Resolution is not the most important parameter to look at . It all depends on how your crystal is ordered , where the modification is and how many modifications are there.
Assuming your sample is 100% modified you should be able to see the modification clearly as low as 3-4 A resolution, in case of phosphorylation maybe at even lower resolution. 5 or 6 maybe? That would depend on the data quality, too. With very low occupancy you might have to know the site in order to find it, even at atomic resolution.
Other factors besides low occupancy that could work against you are high B-factors of the modified region. If your modification is in a highly disordered region you won't see it at all, regardless of resolution.

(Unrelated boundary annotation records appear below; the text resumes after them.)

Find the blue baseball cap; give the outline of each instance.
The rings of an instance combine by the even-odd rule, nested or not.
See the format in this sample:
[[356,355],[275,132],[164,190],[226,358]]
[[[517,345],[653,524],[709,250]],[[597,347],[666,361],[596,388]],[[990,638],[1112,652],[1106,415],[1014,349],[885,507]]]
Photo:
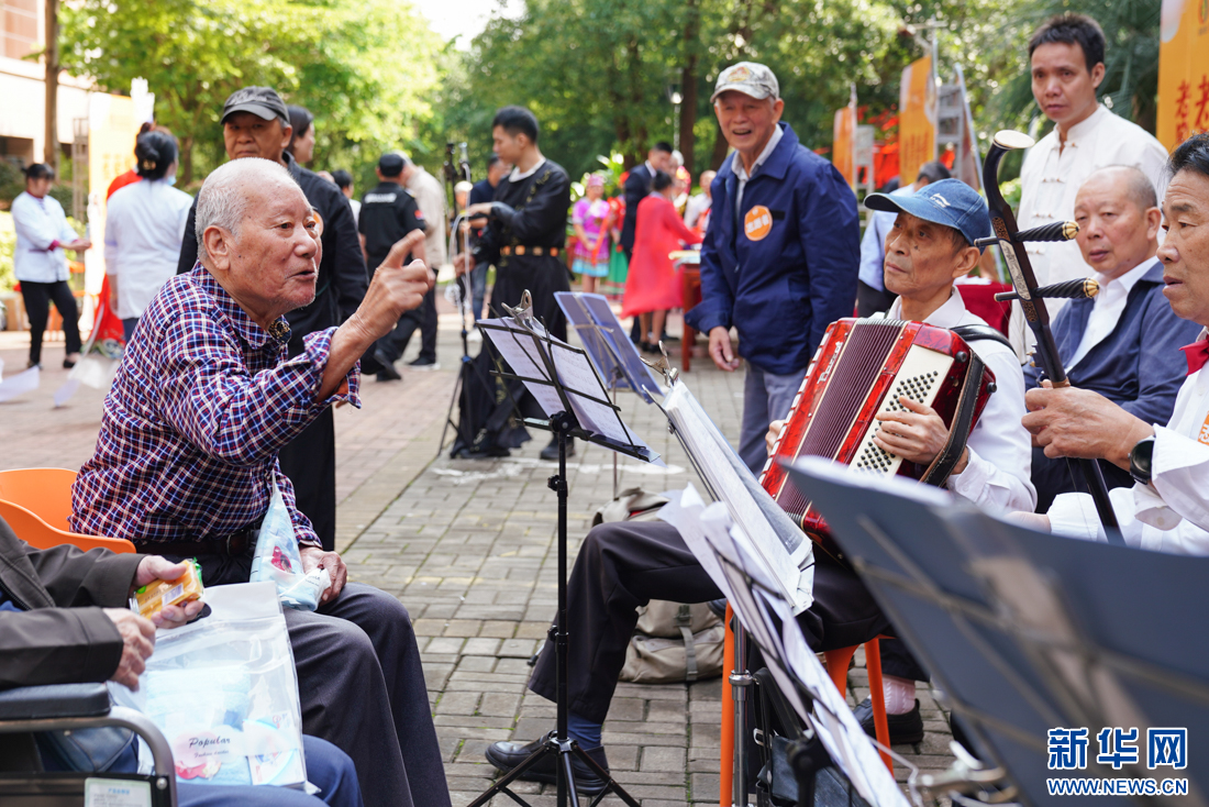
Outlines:
[[987,202],[960,179],[931,183],[910,196],[869,194],[864,197],[864,206],[870,211],[909,213],[918,219],[953,227],[965,236],[971,247],[978,238],[991,235]]

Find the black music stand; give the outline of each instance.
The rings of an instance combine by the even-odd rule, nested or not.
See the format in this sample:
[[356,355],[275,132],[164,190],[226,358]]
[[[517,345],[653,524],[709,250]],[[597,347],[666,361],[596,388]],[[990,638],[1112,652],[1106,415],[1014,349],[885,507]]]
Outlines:
[[[608,379],[608,391],[617,404],[618,390],[632,390],[648,404],[654,403],[652,392],[659,392],[659,381],[638,354],[617,315],[603,294],[584,292],[555,292],[554,299],[567,315],[571,327],[580,341],[592,365],[602,379]],[[613,498],[618,492],[617,453],[613,454]]]
[[[589,363],[586,353],[567,345],[560,339],[551,336],[545,328],[530,313],[530,293],[525,292],[521,298],[521,306],[510,309],[504,306],[511,317],[502,319],[484,319],[479,327],[491,339],[492,344],[514,370],[510,374],[499,373],[505,379],[522,381],[533,393],[533,397],[542,404],[548,419],[539,420],[526,417],[525,423],[536,428],[551,431],[559,439],[559,473],[550,477],[550,490],[559,497],[559,610],[555,622],[550,627],[549,641],[555,649],[555,704],[557,707],[557,720],[555,730],[545,736],[545,742],[540,748],[528,756],[523,762],[501,777],[491,788],[470,802],[469,807],[486,805],[497,794],[504,794],[520,805],[527,805],[523,799],[509,790],[509,785],[519,779],[526,771],[537,765],[546,756],[556,756],[557,765],[557,805],[563,807],[569,803],[579,807],[579,795],[575,791],[574,769],[571,766],[571,757],[575,756],[580,762],[594,771],[604,780],[604,790],[594,800],[594,805],[600,802],[607,794],[612,792],[630,807],[640,807],[638,802],[618,784],[609,773],[596,763],[579,744],[567,737],[568,693],[567,693],[567,438],[578,437],[582,440],[595,443],[632,456],[638,460],[653,462],[658,459],[654,451],[632,437],[619,439],[619,434],[629,436],[629,428],[618,414],[618,407],[608,400],[604,385]],[[588,373],[584,374],[584,367]],[[578,370],[578,373],[577,373]],[[583,384],[572,386],[566,379],[573,375]],[[591,382],[595,382],[595,386]],[[607,414],[606,414],[607,413]],[[612,419],[601,422],[601,419]],[[585,427],[588,421],[604,431],[596,431]]]
[[[1186,778],[1193,796],[1209,792],[1209,744],[1192,739],[1209,734],[1209,646],[1197,629],[1209,558],[1035,532],[817,459],[788,468],[1019,800],[1069,803],[1048,791],[1060,777]],[[1086,769],[1051,769],[1049,730],[1081,727]],[[1139,730],[1136,763],[1097,762],[1105,727]],[[1187,728],[1186,767],[1145,768],[1147,728],[1170,727]],[[1097,803],[1111,799],[1127,802]]]

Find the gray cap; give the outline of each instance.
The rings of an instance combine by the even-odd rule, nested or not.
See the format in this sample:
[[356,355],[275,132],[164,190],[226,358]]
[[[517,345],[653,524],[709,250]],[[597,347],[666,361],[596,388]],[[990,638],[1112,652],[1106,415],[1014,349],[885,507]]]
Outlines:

I have solved and published a phosphoryalated protein at 1.9 A resulution.
To distinguish the blanched O atoms in crystal structure, I think at least 2.5 A resolution is necessary.
But at the same time I think it is very difficult to determine the modification only from the crystal structure. Actually I had to verify the site direct phosphorylation with mass mass spectrometry to publish the paper.
If you already have crystal, I suggest you to check the modification with another way. This will strongly will help you to make reviewer believe the presence of modification even the resolution is not so high.
Also depends on the quality of the detector, quality of your x-rays, using the latest software to do the data reduction and scaling etc.
As Stefan said, the local order is also very important. So it really depends on how nice your density looks. And mass spec is cheap, does it not show up in a mass spec of the protein? SDS-PAGE, band excision, stick it in an eppendorf and ship it off to the mass spec people.